This is a question which has bounced around my head over the past few years. At the same time, I am answering Riemann hypothesis for zeta function of algebraic curves over fields of infinite characteristic. with another question.

Let $E$ be an elliptic curve over $Q$. Let $u$ be an nonprincipal ultrafilter on the set of prime numbers.

For each prime $p$ (at which $E$ has good reduction, let's say), let $\pm \theta_p$ be the elliptic curve angle at $p$. In other words, $a_p = 2 \sqrt{p} \cdot \cos(\theta_p)$. Then, by the compactness of the interval $[-1,1]$, there is a nonstandard elliptic curve angle $\theta_u$ naturally associated to the set $(\theta_p)$ and $u$.

I've been wondering if there's any other way to produce these nonstandard angles. For example, let $\sigma$ be a "generic" field automorphism of the complex numbers $C$, in the sense that $(C,\sigma)$ is a model of ACFA. Can one produce an elliptic curve angle $\theta$ directly from the data $(E, C, \sigma)$?
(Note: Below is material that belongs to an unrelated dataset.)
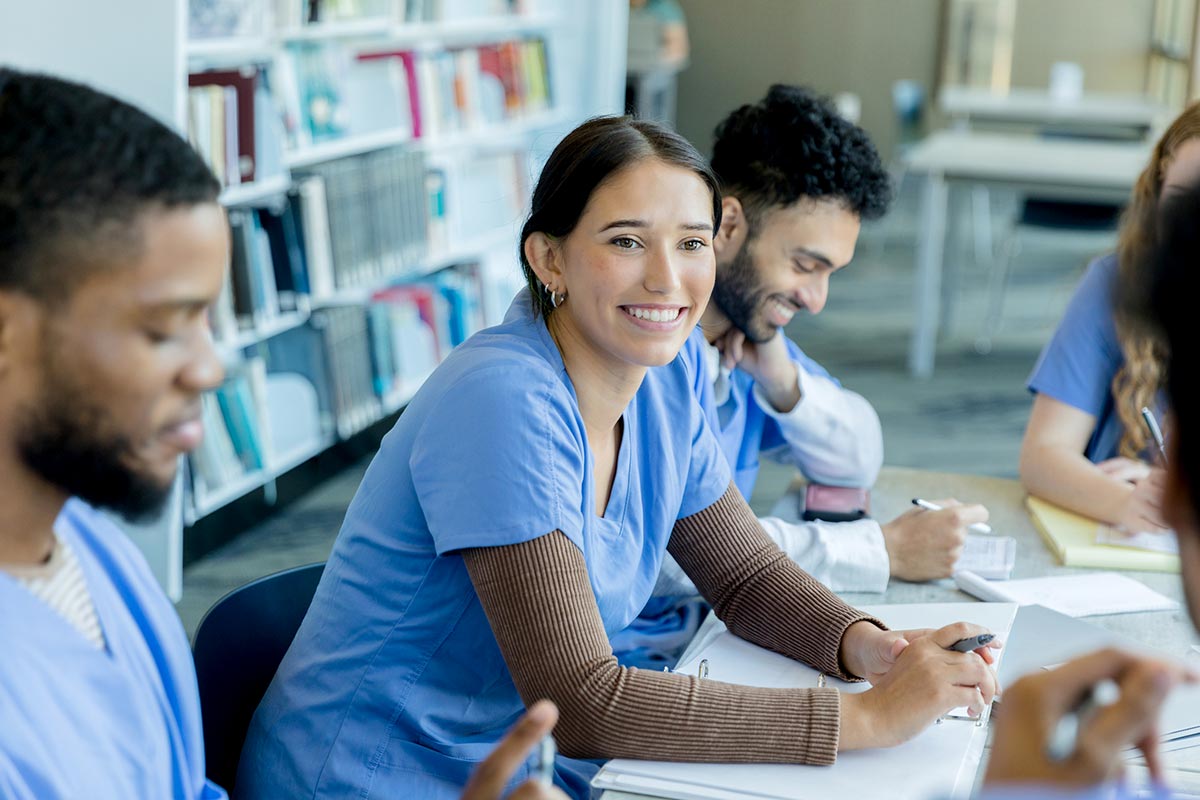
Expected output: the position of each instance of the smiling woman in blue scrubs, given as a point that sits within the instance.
(517, 516)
What's so difficult here is that, in the transfer from characteristic $p$ to characteristic $0$, it is so difficult to figure out how to handle things like $\sqrt{p}$. The only hope, that I can see, would be to think of $a_p$ as a $p$-adic number (use $p$-adic cohomology), and then transfer the result to a Laurent series field (so $a_u$ might belong to $C((\varpi))$ and $a_u / \sqrt{\varpi}$ would be well-behaved). But this is all "pie in the sky" for now.

Any ideas? Anyone thought about RH in models of ACFA?